US envoy suggests Ukraine can be partitioned ‘like Berlin post-Second World War’
General Keith Kellogg appeared to suggest the country could be split into zones of control with British, French and Russian troops.

Ukraine could be partitioned like Berlin after the Second World War, Donald Trump’s envoy to Kyiv has suggested as Russia continues to hold out on accepting a truce.
General Keith Kellogg appeared to suggest the country could be split into zones of control, with British and French troops as part of a “reassurance force” in the west and Moscow’s forces in the east.
Between them would be Ukrainian forces and a demilitarised zone but the US would not provide any ground forces, he claimed.
“You could almost make it look like what happened with Berlin after World War Two, when you had a Russian zone, a French zone and a British zone,” the White House official said in an interview with the Times newspaper.
The remarks may cause consternation in Kyiv, which unlike Nazi Germany has a functioning government.
Russia has already rejected an American-backed proposal for a 30-day unconditional ceasefire and appears to be dragging its feet on a more limited truce in the Black Sea agreed last month.
It comes as Ukraine’s allies pledged a record 21 billion euros (£18.2 billion) of military aid for the country, with the UK Defence Secretary warning that 2025 was “the critical year” for the war.
The support announced on Friday includes a £450 million package from Britain and Norway to fund radar systems, anti-tank mines, vehicle repairs and hundreds of thousands of drones for Kyiv.
US envoy Steve Witkoff travelled to Russia again on Friday to press the Kremlin to accept a truce but in Brussels there appeared to be little confidence that a pause in hostilities would come.
German defence minister Boris Pistorius, who earlier in the day chaired a meeting of the Ukraine Defence Contact Group (UDCG) alongside John Healey, said “ongoing aggression” from Russia meant “we must concede peace in Ukraine appears to be out of reach in the immediate future”.

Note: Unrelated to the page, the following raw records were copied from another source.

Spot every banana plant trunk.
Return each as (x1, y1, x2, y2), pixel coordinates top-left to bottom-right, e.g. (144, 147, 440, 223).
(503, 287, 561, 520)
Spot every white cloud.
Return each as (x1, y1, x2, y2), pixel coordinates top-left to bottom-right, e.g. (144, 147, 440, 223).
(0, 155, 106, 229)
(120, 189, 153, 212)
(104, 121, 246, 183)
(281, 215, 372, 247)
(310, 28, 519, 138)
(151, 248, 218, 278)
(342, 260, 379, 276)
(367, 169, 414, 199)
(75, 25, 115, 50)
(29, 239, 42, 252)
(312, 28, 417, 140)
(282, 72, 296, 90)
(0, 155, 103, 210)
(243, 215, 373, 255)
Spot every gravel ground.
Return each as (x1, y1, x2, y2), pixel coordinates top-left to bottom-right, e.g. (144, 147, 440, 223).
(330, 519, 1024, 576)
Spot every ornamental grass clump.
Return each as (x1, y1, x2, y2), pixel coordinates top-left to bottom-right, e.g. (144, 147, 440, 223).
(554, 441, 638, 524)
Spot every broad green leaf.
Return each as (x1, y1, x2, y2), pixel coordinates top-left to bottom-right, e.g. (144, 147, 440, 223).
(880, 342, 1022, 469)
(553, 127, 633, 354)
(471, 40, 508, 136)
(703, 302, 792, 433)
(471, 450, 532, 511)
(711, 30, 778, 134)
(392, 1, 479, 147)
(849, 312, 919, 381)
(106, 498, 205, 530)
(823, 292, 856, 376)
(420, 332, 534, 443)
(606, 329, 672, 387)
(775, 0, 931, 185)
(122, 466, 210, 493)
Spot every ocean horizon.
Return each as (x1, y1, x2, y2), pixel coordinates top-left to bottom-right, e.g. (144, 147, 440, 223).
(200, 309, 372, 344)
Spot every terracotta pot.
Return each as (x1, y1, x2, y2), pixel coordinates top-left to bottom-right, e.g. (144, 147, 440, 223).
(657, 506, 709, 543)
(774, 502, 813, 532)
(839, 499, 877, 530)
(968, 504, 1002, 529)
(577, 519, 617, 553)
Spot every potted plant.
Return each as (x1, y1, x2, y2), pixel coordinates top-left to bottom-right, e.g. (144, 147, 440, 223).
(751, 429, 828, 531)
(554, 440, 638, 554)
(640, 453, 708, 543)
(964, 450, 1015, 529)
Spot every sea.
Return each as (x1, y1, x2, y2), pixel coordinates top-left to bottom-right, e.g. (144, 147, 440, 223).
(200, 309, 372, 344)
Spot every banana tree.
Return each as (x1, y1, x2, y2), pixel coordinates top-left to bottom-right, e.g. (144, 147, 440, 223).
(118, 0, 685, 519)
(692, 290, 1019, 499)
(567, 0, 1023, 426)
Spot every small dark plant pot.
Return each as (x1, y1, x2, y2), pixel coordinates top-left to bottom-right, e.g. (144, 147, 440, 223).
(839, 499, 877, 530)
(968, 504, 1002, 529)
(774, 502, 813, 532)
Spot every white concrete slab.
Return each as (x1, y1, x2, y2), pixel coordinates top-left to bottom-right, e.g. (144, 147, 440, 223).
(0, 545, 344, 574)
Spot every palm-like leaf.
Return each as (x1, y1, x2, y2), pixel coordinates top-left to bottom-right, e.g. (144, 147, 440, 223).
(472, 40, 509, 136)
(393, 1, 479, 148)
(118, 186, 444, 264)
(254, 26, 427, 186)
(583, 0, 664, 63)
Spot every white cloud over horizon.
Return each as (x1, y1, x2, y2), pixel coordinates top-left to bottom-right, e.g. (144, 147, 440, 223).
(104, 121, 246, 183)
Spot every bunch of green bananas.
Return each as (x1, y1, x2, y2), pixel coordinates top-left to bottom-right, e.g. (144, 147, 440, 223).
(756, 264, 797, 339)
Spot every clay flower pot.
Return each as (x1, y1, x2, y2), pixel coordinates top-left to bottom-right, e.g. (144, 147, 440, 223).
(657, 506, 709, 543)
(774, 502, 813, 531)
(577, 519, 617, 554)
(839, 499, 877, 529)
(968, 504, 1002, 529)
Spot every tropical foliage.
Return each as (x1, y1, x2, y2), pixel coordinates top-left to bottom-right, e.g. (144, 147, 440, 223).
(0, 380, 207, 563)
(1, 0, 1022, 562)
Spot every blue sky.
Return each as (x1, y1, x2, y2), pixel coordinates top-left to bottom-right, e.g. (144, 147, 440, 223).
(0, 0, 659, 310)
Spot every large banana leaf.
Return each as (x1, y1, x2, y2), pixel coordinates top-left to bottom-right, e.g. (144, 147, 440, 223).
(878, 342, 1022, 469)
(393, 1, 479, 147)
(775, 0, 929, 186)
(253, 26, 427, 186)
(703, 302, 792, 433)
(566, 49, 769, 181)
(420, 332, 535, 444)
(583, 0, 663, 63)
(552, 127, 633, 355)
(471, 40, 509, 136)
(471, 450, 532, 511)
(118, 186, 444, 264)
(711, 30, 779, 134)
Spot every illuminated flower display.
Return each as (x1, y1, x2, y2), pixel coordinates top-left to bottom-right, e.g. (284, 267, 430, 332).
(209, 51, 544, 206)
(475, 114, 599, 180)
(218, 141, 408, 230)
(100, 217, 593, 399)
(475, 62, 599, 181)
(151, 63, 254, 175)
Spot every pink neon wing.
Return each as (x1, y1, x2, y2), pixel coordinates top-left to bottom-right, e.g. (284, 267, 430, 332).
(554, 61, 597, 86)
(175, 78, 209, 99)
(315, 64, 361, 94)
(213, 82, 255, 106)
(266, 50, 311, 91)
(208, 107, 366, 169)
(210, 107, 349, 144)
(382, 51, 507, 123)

US President Donald Trump also expressed frustration with Moscow over the state of the talks, writing on social media on Friday: “Russia has to get moving. Too many people ere (sic) DYING, thousands a week, in a terrible and senseless war – A war that should have never happened, and wouldn’t have happened, if I were President!!!”
Addressing a joint press conference after the meeting, Mr Healey said: “This UDCG could not meet at a more important time, because 2025 is the critical year for this war in Ukraine, and now is the critical moment in that war.”
Opening the meeting, he urged allies to “step up our support for Ukraine in the fight”, adding: “Our job as defence ministers is to get urgent military aid into the hands of Ukrainian warfighters.”
Mr Healey also appeared to hit back at a suggestion made by the EU’s top foreign affairs diplomat that plans for a European peacekeeping force to help Kyiv were still unclear.
Kaja Kallas had told BBC Radio 4’s Today programme: “If we have such boots on the ground, so what is the goal? Are they monitoring, are they deterring, are they keeping the peace, are they fighting? I mean, what could be the goal? And that’s not really clear.”
“Our planning is indeed, for the ‘coalition of the willing’, real, substantial, well advanced – the European Union is not part of that planning,” the Defence Secretary told reporters.
The UDCG meeting comes the day after Mr Healey chaired a separate gathering of defence ministers from the “coalition of the willing” to discuss plans for a peacekeeping force to be deployed to Ukraine in the event of a ceasefire.
Friday’s meeting was the 27th gathering of the UDCG and the second to be chaired by Mr Healey, bringing together defence ministers from 50 nations.
Previous meetings of the UDCG have been chaired by the US defence secretary but in a sign of America’s disengagement from European security Mr Healey has taken over the duty since Mr Trump became president in January.
However, US defence secretary Pete Hegseth attended Friday’s meeting virtually, as did Ukrainian president Volodymyr Zelensky.
Mr Pistorius insisted that Mr Hegseth’s decision to attend the meeting virtually was “not a matter of priorities” but of “schedules”, adding the “most important fact was that he took part”.